CANTON, OHIO — The football world today is mourning the death of Kevin Greene, whose skills, work ethic and exuberance for the game made him a fan favorite at every stop along his 15-year career in the National Football League.
A member of the Pro Football Hall of Fame’s Class of 2016, Greene died Monday at his home in Alabama. He was 58.
The following is a statement from Hall of Fame President & CEO David Baker:
“The entire Pro Football Hall of Fame family mourns the passing of Kevin Greene. I regarded him as a personal friend and a true Hall of Famer in every sense. He possessed the most incredible can-do attitude of anyone I ever met. He was a great player, but more than that, he was a great man. Our thoughts and prayers are with Kevin’s wife, Tara, and their entire family. We will forever keep his legacy alive to serve as inspiration for future generations. The Hall of Fame flag will be flown at half-staff in Kevin’s memory.”
Greene was a fifth-round draft pick (113th pick overall) of the Los Angeles Rams in the 1985 NFL Draft following a college career at Auburn that began as a walk-on under Coach Pat Dye. By his senior year, he was dominant: 11 sacks and 69 tackles en route to the Southeastern Conference’s Defensive Player of the Year Award. He credited his daily head-to-head practices across the line against future three-time Super Bowl champion Steve Wallace and against Heisman Trophy-winning running back Bo Jackson for his development and preparing him for the pros.
His career in the NFL evolved slowly, however.
Greene played primarily on special teams as a rookie, and that year marked the only regular season in which he did not register a sack. He did record a sack in the playoffs as the Rams shut out the Dallas Cowboys before losing in the NFC title game to the eventual Super Bowl champion Chicago Bears.
As a second-year player, Greene collected seven sacks, and he added 6.5 sacks in nine games in 1987.
His career took off in 1988, when the Rams adjusted their scheme, moving Greene from left defensive end to left outside linebacker. That season, he amassed a career-best 16.5 sacks, second only to future Hall of Famer Reggie White. The highlight game in a season full of highlights came in the regular-season finale: a career-best 4.5 sacks in a 38-16 win over the San Francisco 49ers in that clinched a playoff spot for the Rams.
Greene matched his season high with 16.5 sacks the following season and totaled 13 more sacks in 1990.
“I loved getting a sack,” said Greene, who reached double digits in that statistic in 10 of his 15 seasons. “My teammates depended on me to do that. I contributed. I didn’t want to let my teammates down … (It) was just me making a contribution and not letting my brothers down.”

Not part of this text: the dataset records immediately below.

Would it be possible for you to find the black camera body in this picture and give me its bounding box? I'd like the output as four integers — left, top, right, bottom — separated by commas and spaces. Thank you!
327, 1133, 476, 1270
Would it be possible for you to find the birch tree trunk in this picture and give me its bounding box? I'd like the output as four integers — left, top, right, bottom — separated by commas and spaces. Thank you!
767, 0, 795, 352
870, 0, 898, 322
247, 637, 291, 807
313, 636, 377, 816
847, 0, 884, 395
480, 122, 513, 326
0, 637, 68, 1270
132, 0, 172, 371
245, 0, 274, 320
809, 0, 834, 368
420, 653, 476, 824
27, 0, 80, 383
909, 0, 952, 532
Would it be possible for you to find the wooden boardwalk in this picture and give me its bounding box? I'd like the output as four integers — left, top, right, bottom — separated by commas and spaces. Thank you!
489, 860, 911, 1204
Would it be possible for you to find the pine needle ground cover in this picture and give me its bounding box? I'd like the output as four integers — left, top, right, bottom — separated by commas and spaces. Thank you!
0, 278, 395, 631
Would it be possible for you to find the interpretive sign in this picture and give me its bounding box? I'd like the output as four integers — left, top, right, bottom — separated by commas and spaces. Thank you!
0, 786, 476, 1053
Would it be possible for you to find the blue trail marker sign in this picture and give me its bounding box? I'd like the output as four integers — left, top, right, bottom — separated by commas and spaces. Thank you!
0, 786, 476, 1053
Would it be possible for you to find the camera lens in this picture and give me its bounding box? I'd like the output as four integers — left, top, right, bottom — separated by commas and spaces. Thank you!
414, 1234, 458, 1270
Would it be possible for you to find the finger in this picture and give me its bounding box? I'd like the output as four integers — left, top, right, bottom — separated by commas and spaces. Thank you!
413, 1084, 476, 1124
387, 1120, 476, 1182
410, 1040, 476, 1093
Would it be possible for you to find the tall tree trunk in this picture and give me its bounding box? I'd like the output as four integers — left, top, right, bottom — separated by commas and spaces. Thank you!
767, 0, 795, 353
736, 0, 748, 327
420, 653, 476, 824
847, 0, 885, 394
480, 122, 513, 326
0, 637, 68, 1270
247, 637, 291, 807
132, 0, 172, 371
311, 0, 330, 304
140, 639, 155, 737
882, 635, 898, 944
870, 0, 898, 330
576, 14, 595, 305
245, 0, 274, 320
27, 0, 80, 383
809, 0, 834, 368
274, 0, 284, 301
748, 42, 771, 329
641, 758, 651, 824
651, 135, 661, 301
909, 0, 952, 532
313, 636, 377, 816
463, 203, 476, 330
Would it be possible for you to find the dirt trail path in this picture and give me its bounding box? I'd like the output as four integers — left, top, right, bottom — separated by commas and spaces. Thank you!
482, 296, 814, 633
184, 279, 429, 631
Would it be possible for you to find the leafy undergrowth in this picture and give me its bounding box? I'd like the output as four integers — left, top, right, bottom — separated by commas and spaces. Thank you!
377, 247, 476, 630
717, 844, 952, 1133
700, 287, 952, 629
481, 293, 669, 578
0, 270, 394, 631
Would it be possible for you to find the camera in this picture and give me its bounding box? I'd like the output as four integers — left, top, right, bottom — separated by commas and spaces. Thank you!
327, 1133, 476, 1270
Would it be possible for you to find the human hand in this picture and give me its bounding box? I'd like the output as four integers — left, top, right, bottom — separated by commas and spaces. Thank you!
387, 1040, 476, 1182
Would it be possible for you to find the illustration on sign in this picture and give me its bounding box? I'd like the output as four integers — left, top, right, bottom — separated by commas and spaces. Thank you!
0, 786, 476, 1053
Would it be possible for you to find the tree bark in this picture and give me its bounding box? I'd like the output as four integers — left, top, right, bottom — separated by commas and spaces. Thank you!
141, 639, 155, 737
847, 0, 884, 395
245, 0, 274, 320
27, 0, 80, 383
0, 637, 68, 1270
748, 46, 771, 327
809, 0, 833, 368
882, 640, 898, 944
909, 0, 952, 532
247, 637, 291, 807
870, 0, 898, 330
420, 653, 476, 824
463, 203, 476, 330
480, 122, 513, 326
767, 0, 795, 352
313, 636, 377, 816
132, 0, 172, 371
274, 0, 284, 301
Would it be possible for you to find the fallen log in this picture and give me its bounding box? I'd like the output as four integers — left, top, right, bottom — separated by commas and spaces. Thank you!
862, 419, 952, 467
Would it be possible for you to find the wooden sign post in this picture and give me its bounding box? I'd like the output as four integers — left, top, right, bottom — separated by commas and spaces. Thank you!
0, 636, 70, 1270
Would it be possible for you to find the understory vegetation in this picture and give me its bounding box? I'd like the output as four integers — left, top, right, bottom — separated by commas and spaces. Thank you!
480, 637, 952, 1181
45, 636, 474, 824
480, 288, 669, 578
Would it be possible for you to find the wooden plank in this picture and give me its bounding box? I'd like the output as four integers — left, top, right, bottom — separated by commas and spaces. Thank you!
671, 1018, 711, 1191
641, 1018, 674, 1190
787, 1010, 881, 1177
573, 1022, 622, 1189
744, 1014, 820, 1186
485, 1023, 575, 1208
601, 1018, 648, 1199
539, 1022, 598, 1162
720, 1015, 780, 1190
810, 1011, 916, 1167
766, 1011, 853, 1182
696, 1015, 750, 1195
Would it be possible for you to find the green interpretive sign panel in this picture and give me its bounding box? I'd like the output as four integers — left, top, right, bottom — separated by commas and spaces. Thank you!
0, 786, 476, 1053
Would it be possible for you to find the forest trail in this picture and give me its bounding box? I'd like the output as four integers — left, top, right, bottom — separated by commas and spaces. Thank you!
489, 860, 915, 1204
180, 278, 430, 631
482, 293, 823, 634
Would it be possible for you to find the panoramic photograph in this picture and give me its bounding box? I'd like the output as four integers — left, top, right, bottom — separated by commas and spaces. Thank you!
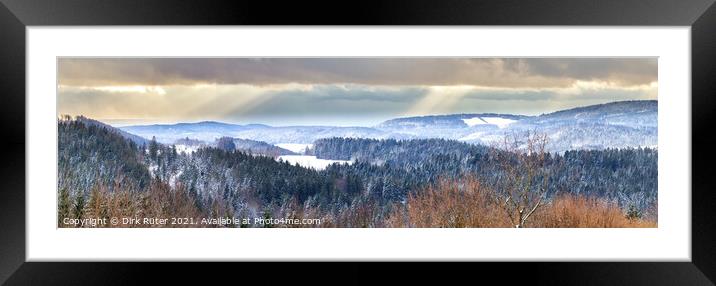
56, 57, 658, 228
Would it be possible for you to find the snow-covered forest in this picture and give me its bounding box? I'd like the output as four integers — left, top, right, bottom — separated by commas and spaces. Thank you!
58, 101, 658, 227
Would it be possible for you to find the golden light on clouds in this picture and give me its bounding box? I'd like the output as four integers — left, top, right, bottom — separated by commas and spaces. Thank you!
58, 58, 658, 125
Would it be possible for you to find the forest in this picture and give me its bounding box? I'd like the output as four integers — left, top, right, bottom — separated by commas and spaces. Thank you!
57, 117, 658, 228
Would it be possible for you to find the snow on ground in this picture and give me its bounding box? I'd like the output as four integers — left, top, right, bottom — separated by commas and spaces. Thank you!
174, 144, 201, 154
458, 132, 485, 141
274, 143, 313, 154
278, 155, 351, 170
462, 117, 487, 127
462, 117, 517, 128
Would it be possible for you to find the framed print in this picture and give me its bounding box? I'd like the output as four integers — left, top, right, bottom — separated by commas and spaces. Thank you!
0, 1, 716, 285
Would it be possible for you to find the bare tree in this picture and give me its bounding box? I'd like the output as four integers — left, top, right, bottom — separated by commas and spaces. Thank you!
492, 131, 551, 228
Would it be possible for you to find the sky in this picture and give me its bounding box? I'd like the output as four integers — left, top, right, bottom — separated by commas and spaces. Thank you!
57, 58, 658, 126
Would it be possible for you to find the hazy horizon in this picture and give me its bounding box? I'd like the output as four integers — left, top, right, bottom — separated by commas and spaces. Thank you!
57, 58, 658, 126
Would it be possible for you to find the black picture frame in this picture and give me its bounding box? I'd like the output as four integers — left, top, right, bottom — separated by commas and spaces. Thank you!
0, 0, 716, 285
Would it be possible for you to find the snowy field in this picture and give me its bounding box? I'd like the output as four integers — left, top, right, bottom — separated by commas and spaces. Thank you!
278, 155, 351, 170
462, 117, 517, 128
274, 143, 313, 154
174, 144, 201, 154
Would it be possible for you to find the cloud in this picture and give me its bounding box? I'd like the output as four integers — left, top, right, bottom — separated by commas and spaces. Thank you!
58, 58, 657, 88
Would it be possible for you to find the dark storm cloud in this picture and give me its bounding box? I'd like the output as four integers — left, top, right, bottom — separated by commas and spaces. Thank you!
58, 58, 657, 88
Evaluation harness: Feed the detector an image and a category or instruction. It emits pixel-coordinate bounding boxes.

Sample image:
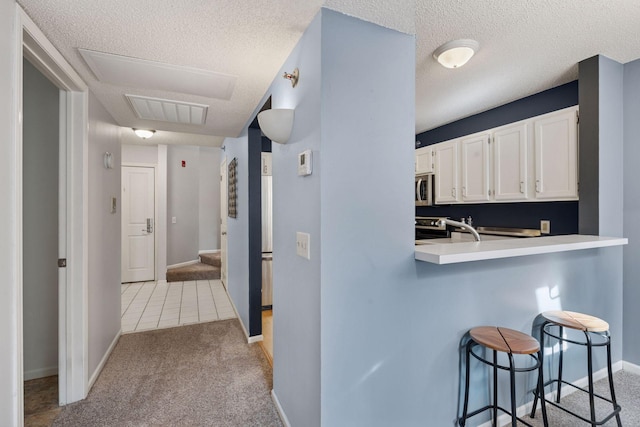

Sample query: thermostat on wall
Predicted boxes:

Greene made 160 of those “contributions” in his career, which ranked him third all-time following his retirement after the 1999 season. He led the league twice: with 14 for Pittsburgh in 1994 and 14.5 for Carolina in 1996. He also recorded three safeties, forced 23 fumbles, recovered 26 fumbles and intercepted five passes.
He, who played in 228 games, was named to the Pro Bowl five times (once with the Rams, and twice with the Steelers and Panthers). Greene was selected All-Pro in 1989 with the Rams, in 1994 with Pittsburgh and with Carolina in 1996. He is a member of the NFL’s All-Decade team of the 1990s.
Greene played in six conference championship games and one Super Bowl, with Pittsburgh in 1995. He had joined the Steelers as a free agent in 1993.
On his three years in Pittsburgh, Greene said: “I believed in my heart that I was unblockable, and it was a phenomenal experience.”
In 1996 in Carolina, he helped the Panthers to the NFC Championship Game. He set an NFL record with five consecutive multi-sack games, earning various awards as the league’s top linebacker and All-Pro status.
Following his NFL playing days, Greene appeared on the pro wrestling circuit, then entered coaching. He was on the staff of the Super Bowl XLV champion Green Bay Packers.
Greene grew up as the son of a colonel in the U.S. Army, a decorated Vietnam veteran who was a Ranger in the 101st Airborne Division. He said his father instilled in him and his older brother strong, lifelong values: “Be men of honor, have integrity, be respectful, have an attitude of selfless service.”
He completed the ROTC program while playing at Auburn and was commissioner a second lieutenant in the Alabama Army National Guard.
“I am standing on the shoulders of many, many players, many coaches, many people,” Greene said in his Enshrinement speech.
His legacy is one for future generations to stand on. It will be preserved forever at the Pro Football Hall of Fame in Canton.